Estudos genéticos anteriores dos residentes da cidade antiga revelaram como as pessoas se mudaram para Pompeia vindas de outras partes do Mediterrâneo. Um artigo de 2022 encontrou evidências de que pelo menos um homem que morreu ali tinha ascendência sarda, além de bactérias associadas à tuberculose espinhal.
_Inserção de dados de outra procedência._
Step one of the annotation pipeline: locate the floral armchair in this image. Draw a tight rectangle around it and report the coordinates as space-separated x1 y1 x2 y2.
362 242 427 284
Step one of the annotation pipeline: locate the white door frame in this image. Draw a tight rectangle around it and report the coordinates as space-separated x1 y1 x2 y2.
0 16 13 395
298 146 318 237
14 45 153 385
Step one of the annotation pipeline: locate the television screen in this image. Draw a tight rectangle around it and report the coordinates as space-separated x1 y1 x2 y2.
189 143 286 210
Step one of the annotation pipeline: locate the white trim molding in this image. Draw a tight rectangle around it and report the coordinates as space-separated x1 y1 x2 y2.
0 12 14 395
Demograficamente, a equipa descobriu que cinco indivíduos em Pompeia não estavam tão geneticamente associados aos italianos modernos e aos etruscos do período imperial como estavam a grupos do Mediterrâneo oriental, do Levante e do Norte de África – especificamente às populações judaicas do Norte de África. Pompeia era um porto importante na Roma do século I, por isso não é uma grande surpresa que tivesse representação de todo o Mediterrâneo – mas as histórias genéticas dos indivíduos estudados comprovam isso.
“Na minha opinião, estas descobertas destacam o potencial da análise de DNA antigo. Quando integrado com registros bioarqueológicos, pode oferecer uma compreensão mais sutil das vítimas de Pompéia”, disse Gabriele Scorrano, geneticista da Universidade Tor Vergata de Roma e pesquisador envolvido no artigo de 2022, em um e-mail ao Gizmodo. “No que diz respeito à composição genética da população pompeiana, os novos dados estão alinhados com estudos genómicos anteriores, sugerindo uma ascendência fortemente influenciada pela migração recente do Mediterrâneo oriental.”
“Apesar dos desafios da preservação do DNA nos vestígios de Pompeia, os autores fizeram um trabalho impressionante na recuperação de informações genéticas, fornecendo insights sobre aspectos específicos da vida de Pompeia, acrescentou Scorrano.
O estudo também mostra que a investigação genética da população de Pompeia é uma oportunidade para corrigir os erros do passado. A equipe escreveu que “é possível que a exploração dos elencos como veículos para contar histórias tenha levado à manipulação de suas poses e posicionamento relativo por restauradores no passado”.
Por outras palavras, pesquisas anteriores e trabalhos de restauração em Pompeia podem ter distorcido a verdade básica no local – onde os indivíduos eram relativos uns aos outros quando morriam. Os genomas não mentem, por isso dão aos especialistas modernos uma oportunidade de corrigir narrativas que podem resultar de tentativas anteriores de dramatizar os momentos finais dos residentes de Pompeia de formas específicas.
Pompeia é um dos exemplos mais horríveis – mas surpreendentes – de como um desastre pode fornecer um portal para o passado. Novos métodos de pesquisa estão possibilitando ver mais através desse portal do que antes. À medida que os testes genéticos dos vestígios de Pompeia continuam – e, de facto, as escavações das muitas partes ainda soterradas da cidade – obteremos um retrato mais completo da cidade engolida por um vulcão.